Hier die Rede dazu: (Text Kerstin, vorgetragen von Heidi)

„Der blinde Fleck in Bezug auf Bisexualität beeinträchtigt seit Langem die Wahrnehmung vieler Menschen. Das liegt nicht zuletzt an Mythen und vorsätzlichen Missverständnissen. Mit jedem Mythos, den die Menschen als solchen erkennen, wird dieser blinde Fleck kleiner. Wir müssen exakte Informationen verbreiten und aufklären, damit die Menschen – eingeschlossen die folgende Generation – glücklich damit sein können, wer sie sind und wen sie lieben.“

Das schreibt die bisexuelle Wissenschaftlerin Julia Shaw in ihrem in diesem Jahr erschienen Buch „Bi. The hidden culture, history and science of bisexuality.“ Das Buch gibt einen bisher nicht dagewesenen Überblick über Bisexualität in Geschichte, Kultur und Wissenschaften und hat der Bisexualität in den letzten Monaten ein ganz neues Maß an Sichtbarkeit verschafft. Die Sichtbarkeit von Bisexualität ist auch das Thema des heutigen Tages. Dass die Bi-Flagge heute hier über dem Luisenplatz weht, schafft Sichtbarkeit für eine Gruppe von Menschen, von denen viel zu viele ihre sexuelle Identität verbergen. Während etwa 29% der Lesben und 26% der Schwulen ihre sexuelle Orientierung vor so gut wie allen wichtigen Menschen in ihrem Leben geheim halten, sind es sage und schreibe 74% aller Bisexuellen, die praktisch vollständig ungeoutet leben, so der 2020 veröffentlichte Bi Report von Stonewall UK.

Diese Unsichtbarkeit hat viele Gründe. Sie hat mit Stigmatisierung und Vorurteilen zu tun; mit der Heteronormativität der Gesellschaft, aber auch damit, dass sowohl die queere als auch die heterosexuelle Community Bisexualität häufig gleichsetzen mit einer Phase, die lediglich den Übergang von der einen in die andere der beiden Sphären markiert. Auch wenn es nicht ausgeschlossen ist, dass das für einzelne Menschen so stimmt, ist es wichtig, dass der Bisexualität deshalb nicht der Stellenwert als eigenständige sexuelle Orientierung abgesprochen wird, die die Identität einer Person wesentlich prägen kann.
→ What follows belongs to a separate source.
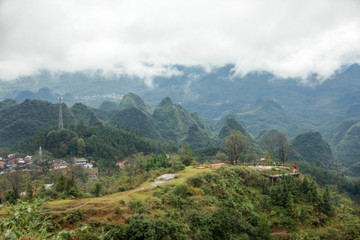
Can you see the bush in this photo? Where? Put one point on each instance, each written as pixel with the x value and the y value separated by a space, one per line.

„Ich wusste, wen ich liebte, aber ich wusste nicht, wo ich hingehörte“ – das sagt Julia Shaw in einem Vortrag über ihr jüngeres Ich, und sie beschreibt damit, was viele Bisexuelle erleben. Menschen, die in der Lage sind, sowohl hetero- als auch homosexuell zu empfinden, fühlen sich fast immer ein bisschen falsch, egal, ob sie sich in der queeren Community oder in einem heteronormativ geprägten Umfeld bewegen. Sind sie in einer Beziehung, werden sie von anderen Menschen entsprechend der Konstellation entweder als hetero- oder homosexuell zugeordnet. Doch eine Beziehung ändert meistens nicht die eigene Verortung und das grundlegende innere Empfinden. Bisexualität gewinnt an Sichtbarkeit, wenn wir sie mitdenken. Eine Person in einer heterosexuell gelesenen Beziehung ist möglicherweise heterosexuell – oder auch bi. Einem gleichgeschlechtlichen Paar ordnen wir auf den ersten Blick eine homosexuelle Orientierung zu – aber auch in dieser Konstellation ist die Möglichkeit, dass eine oder beide Personen bisexuell sind, immanent.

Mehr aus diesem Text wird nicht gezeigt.